In contrast, Mpayy's system is intended to be much more streamlined. Even more important, Sheehan worked with U.S. Bancorp (one of Mpayy's founding investors) to build a secure and highly managed system. Customer data is protected with triple-DES encryption, among other things.
"We want to offer people a choice outside of their credit card," says Sheehan. "Right now 85 to 90 percent of all transactions on the Net use credit cards. That's not real choice, and there is a lot of credit card debt out there." As word spreads, more people are choosing Mpayy. Since going out of beta earlier this summer, Mpayy has grown to nearly 2000 members.
One reason might be that many people are already familiar with PayPal, which Mpayy resembles in some ways. But Sheehan says Mpayy is less expensive and easier than PayPal; accounts can be set up instantly and offer 100 free person-to-person payments per month, for instance.
Free is always good, and there's no charge to either buyers or sellers to set up an Mpayy account. To complete a transaction, both parties need to have accounts with Mpayy. You supply data to identify yourself and the account you want to debit, such as a checking account or credit card. ("We do robust ID verification to reduce the level of anonymity," said Sheehan.)
Once you have registered, you sign in to Mpayy's system with a user ID (cell phone number or nickname) and password you created earlier. You then transfer money to a recipient based on his or her cell phone number or nickname. For buyers, two kinds of accounts are available: one is linked to a checking account and the other (designed for teens) is not.

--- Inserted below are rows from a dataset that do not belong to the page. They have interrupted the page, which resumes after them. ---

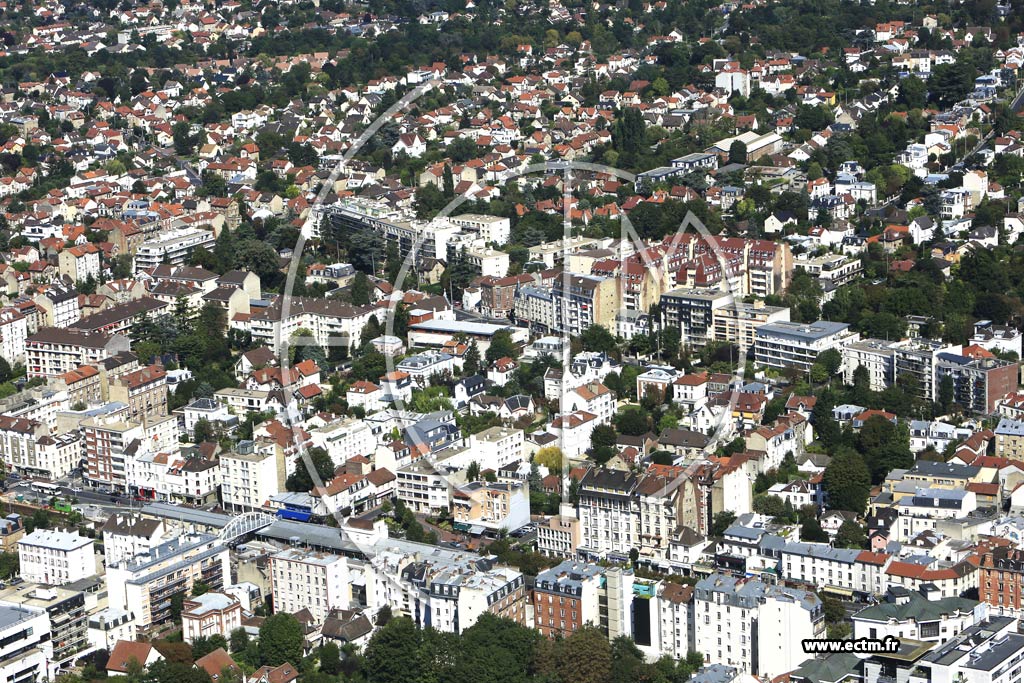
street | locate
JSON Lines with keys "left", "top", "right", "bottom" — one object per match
{"left": 6, "top": 480, "right": 136, "bottom": 514}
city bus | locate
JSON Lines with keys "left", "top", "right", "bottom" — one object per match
{"left": 30, "top": 482, "right": 61, "bottom": 497}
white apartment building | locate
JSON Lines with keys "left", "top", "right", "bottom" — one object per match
{"left": 577, "top": 469, "right": 639, "bottom": 559}
{"left": 309, "top": 417, "right": 377, "bottom": 463}
{"left": 166, "top": 457, "right": 220, "bottom": 506}
{"left": 183, "top": 398, "right": 233, "bottom": 438}
{"left": 106, "top": 533, "right": 230, "bottom": 630}
{"left": 0, "top": 309, "right": 28, "bottom": 364}
{"left": 450, "top": 214, "right": 511, "bottom": 245}
{"left": 972, "top": 320, "right": 1023, "bottom": 358}
{"left": 546, "top": 410, "right": 597, "bottom": 460}
{"left": 672, "top": 373, "right": 710, "bottom": 412}
{"left": 36, "top": 288, "right": 80, "bottom": 329}
{"left": 238, "top": 296, "right": 379, "bottom": 356}
{"left": 133, "top": 227, "right": 217, "bottom": 273}
{"left": 794, "top": 252, "right": 864, "bottom": 290}
{"left": 754, "top": 320, "right": 859, "bottom": 371}
{"left": 87, "top": 607, "right": 136, "bottom": 653}
{"left": 181, "top": 593, "right": 243, "bottom": 644}
{"left": 0, "top": 603, "right": 50, "bottom": 683}
{"left": 101, "top": 513, "right": 167, "bottom": 567}
{"left": 693, "top": 574, "right": 824, "bottom": 678}
{"left": 655, "top": 583, "right": 694, "bottom": 660}
{"left": 368, "top": 538, "right": 526, "bottom": 634}
{"left": 58, "top": 244, "right": 102, "bottom": 283}
{"left": 563, "top": 382, "right": 615, "bottom": 426}
{"left": 463, "top": 246, "right": 510, "bottom": 278}
{"left": 0, "top": 385, "right": 70, "bottom": 437}
{"left": 860, "top": 617, "right": 1023, "bottom": 683}
{"left": 774, "top": 539, "right": 889, "bottom": 595}
{"left": 269, "top": 549, "right": 354, "bottom": 624}
{"left": 852, "top": 587, "right": 987, "bottom": 644}
{"left": 396, "top": 459, "right": 453, "bottom": 513}
{"left": 895, "top": 488, "right": 978, "bottom": 542}
{"left": 220, "top": 442, "right": 285, "bottom": 512}
{"left": 396, "top": 351, "right": 458, "bottom": 384}
{"left": 843, "top": 338, "right": 897, "bottom": 391}
{"left": 25, "top": 328, "right": 131, "bottom": 378}
{"left": 33, "top": 431, "right": 82, "bottom": 481}
{"left": 891, "top": 339, "right": 964, "bottom": 404}
{"left": 908, "top": 420, "right": 974, "bottom": 453}
{"left": 326, "top": 199, "right": 460, "bottom": 262}
{"left": 18, "top": 528, "right": 94, "bottom": 585}
{"left": 467, "top": 426, "right": 524, "bottom": 471}
{"left": 711, "top": 301, "right": 791, "bottom": 350}
{"left": 0, "top": 416, "right": 46, "bottom": 477}
{"left": 213, "top": 387, "right": 281, "bottom": 416}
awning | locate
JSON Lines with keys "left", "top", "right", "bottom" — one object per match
{"left": 822, "top": 585, "right": 854, "bottom": 598}
{"left": 468, "top": 525, "right": 485, "bottom": 535}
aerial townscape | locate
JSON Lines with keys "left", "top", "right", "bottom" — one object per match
{"left": 6, "top": 0, "right": 1024, "bottom": 682}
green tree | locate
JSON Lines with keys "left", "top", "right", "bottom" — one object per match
{"left": 463, "top": 340, "right": 481, "bottom": 376}
{"left": 800, "top": 517, "right": 829, "bottom": 542}
{"left": 580, "top": 324, "right": 617, "bottom": 354}
{"left": 144, "top": 661, "right": 211, "bottom": 683}
{"left": 835, "top": 520, "right": 867, "bottom": 549}
{"left": 547, "top": 625, "right": 612, "bottom": 683}
{"left": 610, "top": 636, "right": 645, "bottom": 683}
{"left": 614, "top": 407, "right": 649, "bottom": 435}
{"left": 364, "top": 617, "right": 426, "bottom": 683}
{"left": 351, "top": 350, "right": 387, "bottom": 382}
{"left": 285, "top": 447, "right": 337, "bottom": 492}
{"left": 192, "top": 419, "right": 214, "bottom": 444}
{"left": 938, "top": 374, "right": 955, "bottom": 413}
{"left": 728, "top": 140, "right": 747, "bottom": 165}
{"left": 812, "top": 390, "right": 840, "bottom": 449}
{"left": 192, "top": 635, "right": 228, "bottom": 660}
{"left": 258, "top": 613, "right": 304, "bottom": 666}
{"left": 753, "top": 494, "right": 787, "bottom": 518}
{"left": 319, "top": 641, "right": 342, "bottom": 676}
{"left": 229, "top": 628, "right": 249, "bottom": 654}
{"left": 898, "top": 74, "right": 928, "bottom": 109}
{"left": 235, "top": 240, "right": 283, "bottom": 286}
{"left": 199, "top": 170, "right": 228, "bottom": 198}
{"left": 350, "top": 271, "right": 371, "bottom": 306}
{"left": 823, "top": 448, "right": 871, "bottom": 513}
{"left": 449, "top": 613, "right": 540, "bottom": 683}
{"left": 485, "top": 330, "right": 517, "bottom": 364}
{"left": 612, "top": 108, "right": 646, "bottom": 155}
{"left": 169, "top": 592, "right": 186, "bottom": 623}
{"left": 817, "top": 348, "right": 842, "bottom": 377}
{"left": 0, "top": 552, "right": 18, "bottom": 579}
{"left": 442, "top": 164, "right": 455, "bottom": 198}
{"left": 173, "top": 121, "right": 197, "bottom": 156}
{"left": 710, "top": 511, "right": 736, "bottom": 536}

The money goes into their Mpayy account, which is held at U.S. Bank. They can move their balances out to a linked checking account at any time for free from www.mpayy.com or https://mobile.mpayy.com.
Sheehan said the service is a real deal for buyers: there's no cost for using the system, and they receive 1 percent cash back on purchases over $50. Sellers who open a small-business account are charged per-transaction fees of 2 percent of the sale price, plus a $.20 flat fee. Online retailers and charities are priced below that.
Mpayy already works with online auction payments, and in mid-September it will launch as a payment service on the iOffer.com marketplace.
Mpayy is perfect if you're buying an item on the popular online classified service Craigslist, Sheehan said. "We barely turned the lights on in the first quarter of 2008, and someone was using Mpayy to process a Craigslist payment." Although Mpayy just went out of beta phase in July 2008, it recently became the first payment system authorized for payments on MySpace.
Asked for examples of how Mpayy works, Sheehan said, "I can pay for something I buy at a concert, book fair, or flea market no matter where I am as long as I have my phone."
Sheehan expects the list of clients both online and off-line to grow dramatically. Already sites like LawbooksforLess.com offer Mpayy for payments, and the Alliance for Lupus Research (lupusresearch.org) uses Mpayy to solicit mobile and social network donations on Facebook and MySpace.
"Shopping will always be hard on the small screen. But we see more digital content like music, movies, games, and tickets being sold online," he comments. "Purchases can happen instantly over the phone or Web. Download a song, enter your cell number and your password, and you're done."
Other entrepreneurs have tried and failed to set up online payment systems. It is possible that Conrad Sheehan has been successful precisely because he has never thought of himself as being an entrepreneur. "It's been an enormously challenging undertaking. I wouldn't go so far as to say that it has been risky. But maybe it is a bit unorthodox," he says.